Monday, February 09, 2009

The Orchard Keeper by Cormac McCarthy

McCarthy’s first novel, The Orchard Keeper, is probably his most obviously Southern novel. It celebrates the irascible independence of rural folks, their interconnectedness and yet their solitariness, the simple, rustic life, and it feeds off a low-level violence that always threatens to explode. In evoking the –even then – dying rural lifestyle, McCarthy is at his most Faulknerian – too much so, in fact, for Orville Prescott writing in the New York Times at the time of its publication in 1965: [there are] so many of Faulkner's literary devices and mannerisms that [McCarthy] half submerges his own talents beneath a flood of imitation.

The novel proceeds in a series of brief episodes, the focus or locus of which are not always explained, featuring three principal characters – John Wesley Rattner, a young boy whose father, a con man, has been murdered; Marion Sylder, a bootlegger, who murdered Rattner; and the boy’s uncle Ather, who, not knowing that it is Rattner, has been watching over his dead body after Sylder dumped it in his spray pit. The novel thus proceeds in a series of ironic interludes. Sylder and the boy become friends, neither realising the other’s connection with Rattner senior. They help each other, dangerously so when Sylder is running illicit liquor and being chased by Deputy Legwater, and the boy comes to idolise the man. ‘They ain’t no more heroes,’ Sylder tells him angrily when he comes to visit him in jail after his arrest. This effectively sums up the novel. Trouble rebounds around the three characters, amid escalating violence and the increasing threat of authority. In the process, McCarthy focuses on questions of loyalty and the ties that bind. As ever, the metaphysical is lurking in the background, presaged, in typically McCarthian style by references to the prehistoric life from which we evolved:

…the floor of the forest – littered with old mossbacked logs, peopled with toadstools strange and solemn among the ferns and creepers and leaning to show their delicate livercolored gills – has about it a primordial quality, some steamy carboniferous swamp where ancient saurians lurk in feigned sleep.

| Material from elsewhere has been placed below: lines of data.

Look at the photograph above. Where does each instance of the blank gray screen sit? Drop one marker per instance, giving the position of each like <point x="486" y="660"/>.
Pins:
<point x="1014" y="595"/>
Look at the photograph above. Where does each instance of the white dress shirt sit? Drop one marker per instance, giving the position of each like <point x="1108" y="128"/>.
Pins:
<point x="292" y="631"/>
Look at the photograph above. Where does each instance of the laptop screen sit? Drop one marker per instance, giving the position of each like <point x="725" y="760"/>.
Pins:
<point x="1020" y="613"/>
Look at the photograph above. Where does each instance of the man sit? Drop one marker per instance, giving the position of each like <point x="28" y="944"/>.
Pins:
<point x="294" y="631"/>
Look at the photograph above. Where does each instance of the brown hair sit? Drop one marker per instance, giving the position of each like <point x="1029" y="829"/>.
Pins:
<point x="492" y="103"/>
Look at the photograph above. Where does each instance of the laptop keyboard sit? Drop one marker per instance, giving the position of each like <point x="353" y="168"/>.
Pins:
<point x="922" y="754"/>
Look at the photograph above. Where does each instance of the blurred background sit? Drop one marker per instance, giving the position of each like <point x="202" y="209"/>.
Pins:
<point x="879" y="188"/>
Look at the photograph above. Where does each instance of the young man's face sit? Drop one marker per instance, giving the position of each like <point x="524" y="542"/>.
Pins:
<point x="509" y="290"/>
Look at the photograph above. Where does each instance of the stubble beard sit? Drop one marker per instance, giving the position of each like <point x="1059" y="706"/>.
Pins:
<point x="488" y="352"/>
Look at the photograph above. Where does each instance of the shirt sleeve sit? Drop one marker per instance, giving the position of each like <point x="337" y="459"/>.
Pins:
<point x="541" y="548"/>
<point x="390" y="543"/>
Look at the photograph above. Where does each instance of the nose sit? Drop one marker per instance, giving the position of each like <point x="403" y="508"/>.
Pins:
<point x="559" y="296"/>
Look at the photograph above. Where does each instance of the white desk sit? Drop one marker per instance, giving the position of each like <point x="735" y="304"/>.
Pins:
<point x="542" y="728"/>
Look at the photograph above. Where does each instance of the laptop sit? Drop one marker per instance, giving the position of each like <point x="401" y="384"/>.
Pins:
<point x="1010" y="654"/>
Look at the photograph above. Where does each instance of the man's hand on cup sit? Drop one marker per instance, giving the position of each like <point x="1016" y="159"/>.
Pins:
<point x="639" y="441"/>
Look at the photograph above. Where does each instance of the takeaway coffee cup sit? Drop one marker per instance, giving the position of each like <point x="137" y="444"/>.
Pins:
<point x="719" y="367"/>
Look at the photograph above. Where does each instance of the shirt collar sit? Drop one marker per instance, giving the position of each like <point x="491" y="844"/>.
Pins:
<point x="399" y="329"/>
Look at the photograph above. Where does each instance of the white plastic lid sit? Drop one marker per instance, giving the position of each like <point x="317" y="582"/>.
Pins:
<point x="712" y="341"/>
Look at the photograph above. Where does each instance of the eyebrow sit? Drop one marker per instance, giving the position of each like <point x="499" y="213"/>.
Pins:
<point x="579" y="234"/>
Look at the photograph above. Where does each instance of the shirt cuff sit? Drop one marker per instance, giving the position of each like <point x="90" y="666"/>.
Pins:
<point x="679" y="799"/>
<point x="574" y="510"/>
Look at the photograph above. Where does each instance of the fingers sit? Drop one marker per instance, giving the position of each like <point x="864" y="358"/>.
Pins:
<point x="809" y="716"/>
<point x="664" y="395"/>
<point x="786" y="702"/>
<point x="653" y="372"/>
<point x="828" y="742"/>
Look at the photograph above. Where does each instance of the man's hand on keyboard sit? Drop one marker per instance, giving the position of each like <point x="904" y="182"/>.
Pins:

McCarthy will use this device again and again in his fiction, most notably in The Road, where it forms the essential bookends to his dystopia. Remember where we came from, he is telling us; remember we are nothing but the creation of the Almighty and our intelligence and our independence mean nothing against his power. Mildred Rattner, the boy’s mother and Rattner’s wife, spells it out:

Mildred Rattner pinched from loaf to loaf across the bread rack. When them as wallers in sin thinks they’s getting by with it, she said, that’s when He strikes em in His holy wrath. He jest bides His time.

This begins to lead us into familiar territory. We are dealing with humanity and human weakness. Thre is evil here. Before he murders Rattner, we are told: ‘It was not presentiment that warned Sylder to get shed of his guest but a profound and unshakable knowledge of the presence of evil.’ That sentence could have come straight from Flannery O’Connor. The Orchard Keeper was published in 1965 but it was written in 1962, two years before the death of O’Connor. Although their writing styles are dissimilar – McCarthy’s verbal flourishes would be out of place amid the cloistered violence of O’Connor, while her writing is invested with a humour that is largely absent in McCarthy – there is no mistaking the similarities in the treatment of theme and, in particular, the delineation of freak characters. The Orchard Keeper is a curious novel. It is hard to like because McCarthy goes to such length to keep his characters distant from the reader, and yet it lingers in the memory.